A cabeça de motor compacta com roletes/balanceiros de baixo atrito e o sistema de injecção PGM-FI com corpo de acelerador de 36 mm de diâmetro (caixa de ar de 5,7 litros) asseguram excelente eficiência de combustão. A relação de compressão é de 10,7 para 1 e o motor apresenta consumos da ordem de 2,94 lt/100km (WMTC), proporcionando cerca de 250 km de autonomia por cada depósito de 7,7 litros de combustível. A caixa de seis velocidades e a cremalheira de 39 dentes originam uma relação mais alta do que a da CRF250L, permitindo alterar o diâmetro das rodas, produzindo velocidades de cruzeiro mais elevadas e mais descontraídas.  

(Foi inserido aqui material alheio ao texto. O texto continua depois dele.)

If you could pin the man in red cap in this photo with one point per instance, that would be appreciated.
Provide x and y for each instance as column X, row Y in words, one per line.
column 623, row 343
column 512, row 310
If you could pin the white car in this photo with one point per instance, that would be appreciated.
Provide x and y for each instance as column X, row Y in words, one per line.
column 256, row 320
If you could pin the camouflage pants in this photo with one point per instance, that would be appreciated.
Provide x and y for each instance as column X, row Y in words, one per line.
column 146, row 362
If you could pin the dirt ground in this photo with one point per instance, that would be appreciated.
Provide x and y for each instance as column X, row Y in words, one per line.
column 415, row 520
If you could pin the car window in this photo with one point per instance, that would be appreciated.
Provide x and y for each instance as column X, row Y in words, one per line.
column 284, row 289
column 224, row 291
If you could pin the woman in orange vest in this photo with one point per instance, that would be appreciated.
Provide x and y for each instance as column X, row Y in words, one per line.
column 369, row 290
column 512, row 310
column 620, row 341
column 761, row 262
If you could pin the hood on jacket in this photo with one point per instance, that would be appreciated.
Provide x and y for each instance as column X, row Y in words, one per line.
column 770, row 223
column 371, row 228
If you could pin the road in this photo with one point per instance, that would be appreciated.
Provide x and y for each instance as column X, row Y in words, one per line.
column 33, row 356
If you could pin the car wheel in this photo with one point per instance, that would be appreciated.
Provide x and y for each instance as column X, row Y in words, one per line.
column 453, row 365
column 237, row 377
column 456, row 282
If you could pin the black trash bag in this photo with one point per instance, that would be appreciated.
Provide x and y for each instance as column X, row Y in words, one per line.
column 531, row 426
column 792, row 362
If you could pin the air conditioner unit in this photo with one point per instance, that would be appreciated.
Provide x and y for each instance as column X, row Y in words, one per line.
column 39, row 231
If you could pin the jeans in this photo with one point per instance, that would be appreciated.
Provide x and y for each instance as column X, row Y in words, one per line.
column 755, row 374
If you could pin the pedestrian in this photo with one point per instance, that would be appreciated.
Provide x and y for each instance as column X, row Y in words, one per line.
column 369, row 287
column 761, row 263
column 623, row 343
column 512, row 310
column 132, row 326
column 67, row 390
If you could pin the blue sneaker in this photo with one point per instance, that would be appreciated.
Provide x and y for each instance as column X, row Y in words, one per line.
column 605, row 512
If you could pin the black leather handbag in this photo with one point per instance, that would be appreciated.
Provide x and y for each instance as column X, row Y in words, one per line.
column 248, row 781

O cilindro descentrado reduz as perdas por fricção interna, tal como acontece com o pistão, com a sua superfície em material especial e revestimento de Molibdénio. São usados moentes meio-divididos, de metal instalado por pressão e os moentes da cambota usam capas em ferro fundido. O resultado prático deste novo design permite reduzir o peso e contribui para um motor mais suave e de maior performance, reforçando a rigidez dos cárteres e minimizando as alterações no diâmetro interior devido ao fenómeno da expansão térmica. Um veio primário de equilibragem reduz a vibração.  
Cumprindo confortavelmente os requisitos das normas europeias anti-emissões, o sensor Lambda O2 trabalha em conjunto com um sistema de injecção de ar secundário e com o catalisador colocado no interior do silenciador do escape.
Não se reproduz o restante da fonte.